La compagne du bourgmestre avait écouté avec patience cette digression courte, mais caractéristique. Élevée dans les opinions de son siècle, elle ne souffrit pas tout ce qu’une mère et une femme d’une sensibilités égale à la sienne, souffrirait de nos jours en entendant avilir son sexe à ce point ; mais comme les lois de la nature sont toujours les mêmes, ses sentiments les plus tendres furent blessés par les différents expédients qui furent si brusquement proposés pour l’avenir de celle qui formait son principal bonheur dans cette vie. Ses yeux, que la nature avait faits plus mélancoliques que brillants, mais auxquels une fièvre lente et continue donnait presque toujours un vif éclat, se voilèrent, et sa voix était plus remplie d’émotion lorsqu’elle continua :

— Je remercie encore le comte d’Hartenbourg, dit-elle, du secours qu’il veut me prêter ; mais un pouvoir plus fort que les conseils de l’expérience agit sur les jeunes gens. Mon intention, en me présentant, au risque d’interrompre votre conférence secrète, était de vous dire que Meta a écouté la voix de son cœur, plutôt que les usages de la classe où elle est née, et qu’elle a fait un choix.

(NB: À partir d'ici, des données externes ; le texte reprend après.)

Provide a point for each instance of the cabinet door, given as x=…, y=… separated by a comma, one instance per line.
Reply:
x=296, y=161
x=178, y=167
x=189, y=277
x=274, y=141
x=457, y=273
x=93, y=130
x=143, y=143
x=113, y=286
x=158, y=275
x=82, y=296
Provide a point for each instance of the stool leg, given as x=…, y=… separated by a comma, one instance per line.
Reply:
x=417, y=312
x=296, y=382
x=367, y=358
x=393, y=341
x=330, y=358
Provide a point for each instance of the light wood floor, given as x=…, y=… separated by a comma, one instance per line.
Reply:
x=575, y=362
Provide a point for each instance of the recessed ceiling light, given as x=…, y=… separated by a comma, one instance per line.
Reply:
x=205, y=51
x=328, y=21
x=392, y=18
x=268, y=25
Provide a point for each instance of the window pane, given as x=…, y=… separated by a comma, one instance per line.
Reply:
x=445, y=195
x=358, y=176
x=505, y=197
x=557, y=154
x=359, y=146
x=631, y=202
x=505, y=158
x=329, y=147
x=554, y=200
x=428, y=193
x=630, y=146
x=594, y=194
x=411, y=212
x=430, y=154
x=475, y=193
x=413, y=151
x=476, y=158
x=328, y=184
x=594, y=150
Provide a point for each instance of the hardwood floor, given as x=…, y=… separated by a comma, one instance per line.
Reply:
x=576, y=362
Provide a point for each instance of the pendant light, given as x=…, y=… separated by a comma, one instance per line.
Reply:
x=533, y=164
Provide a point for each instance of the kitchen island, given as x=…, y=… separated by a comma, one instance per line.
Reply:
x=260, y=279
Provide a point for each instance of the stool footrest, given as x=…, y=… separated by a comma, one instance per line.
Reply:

Le comte et Heinrich Frey regardèrent Ulrike dans une muette surprise, car ni l’un ni l’autre ne comprenait entièrement ce qu’elle disait ; tandis que la femme du bourgmestre, dont le but était accompli en faisant cette déclaration dont elle s’effrayait depuis si longtemps, et l’ayant faite, disons-nous, en présence d’une personne capable de réprimer la colère de son mari, restait silencieuse, tremblant pour les conséquences.

— Peux-tu m’expliquer ce que veut dire ta digne compagne, Heinrich ? demanda brusquement le comte.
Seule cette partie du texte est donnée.